Cardina: Absolutely. What type of investor might consider this kind of ETF? Would you say this is good for someone who's looking for growth, value, diversification? Any thoughts there?
Helfstein: I think it first and foremost falls into the growth category. We really focused on areas where there is an increasing size of the pie, if you will. For example, if you're talking about something like industrial automation, U.S., Europe, China, and Japan will have, based on current worker utilization rates, 125 million shortfall of workers by 2040. If one robot can do the job of four workers, we need 31 million industrial and commercial robots, and there's 3 million in the world today. Those are the types of things that we're looking at, where the pie is expanding. First and foremost, investors focused on growth should think about this. Our overarching theme here is one of transformational change.
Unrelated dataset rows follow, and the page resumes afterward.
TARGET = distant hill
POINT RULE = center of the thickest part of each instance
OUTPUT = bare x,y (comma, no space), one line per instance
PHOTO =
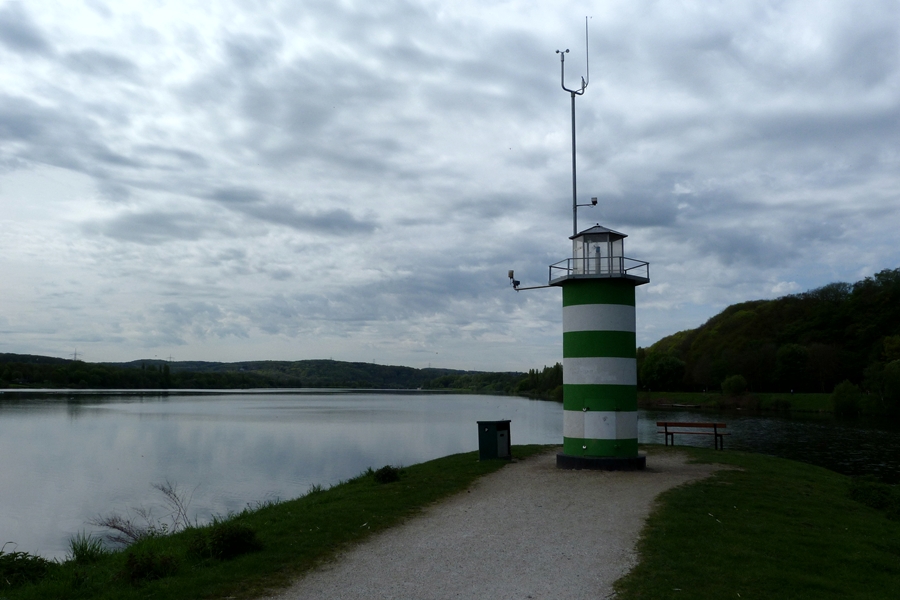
22,370
802,342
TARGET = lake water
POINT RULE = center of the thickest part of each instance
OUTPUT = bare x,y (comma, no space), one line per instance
69,458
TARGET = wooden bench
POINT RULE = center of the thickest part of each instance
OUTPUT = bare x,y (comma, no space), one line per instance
670,428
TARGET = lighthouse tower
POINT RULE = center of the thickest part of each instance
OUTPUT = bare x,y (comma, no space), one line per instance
599,363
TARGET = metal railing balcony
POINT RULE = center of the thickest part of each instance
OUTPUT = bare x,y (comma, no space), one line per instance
599,267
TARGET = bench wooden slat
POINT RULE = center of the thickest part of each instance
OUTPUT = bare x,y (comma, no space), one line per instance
670,428
685,424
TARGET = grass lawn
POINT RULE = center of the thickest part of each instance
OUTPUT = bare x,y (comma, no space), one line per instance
772,528
769,528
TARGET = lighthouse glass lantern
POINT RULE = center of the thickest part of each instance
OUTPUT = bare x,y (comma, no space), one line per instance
598,250
599,362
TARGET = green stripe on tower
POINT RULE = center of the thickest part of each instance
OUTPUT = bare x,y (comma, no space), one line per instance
598,291
599,373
For us, those are rapid, high in magnitude, and things that are very hard to reverse out of, turn back the clock. Really anybody looking for a growth sleeve and we think actually that this could fall into someone's core portfolio, within their equity sleeve as their growth alternative. Perhaps different than a Russell Growth Index that's a little bit more focused. Also people who take a core-satellite approach, this is a reasonable, dramatic satellite.
Cardina: Great. Let's talk about time periods. At the Fool, we are really long-term investors. When we're looking at the shorter side of things, we're looking at three years to five years. What would you say is the ideal time period that an investor should aim to keep their money in this ETF to experience gains?
Helfstein: We think about it the same way as you guys do when it comes to our thematic baskets. For us, when we say theme, there's really three things that we tend to focus on. One is technological innovation. The second is demographic shift. The third is changing consumer behavior. Really this captures all of it. What we've seen in the last 10 months is that so many of these changes have just been accelerated so much faster than anybody believed possible. We're seeing these changes play out in a way that was really unimaginable, and yet, it still doesn't stop the fact that these are three years, five years, seven years, 10 years, in some cases, multi-decade themes. Food revolution and sustainable food with 2 billion more people according to UN projections by 2050. There's 177,000 new mouths to feed every day for the next 30 years. That is not a short-term trend. That is something that we are going to be grappling with and we're going to need to bring innovation to bear, in order to handle those. For us, this is a very long-term investment.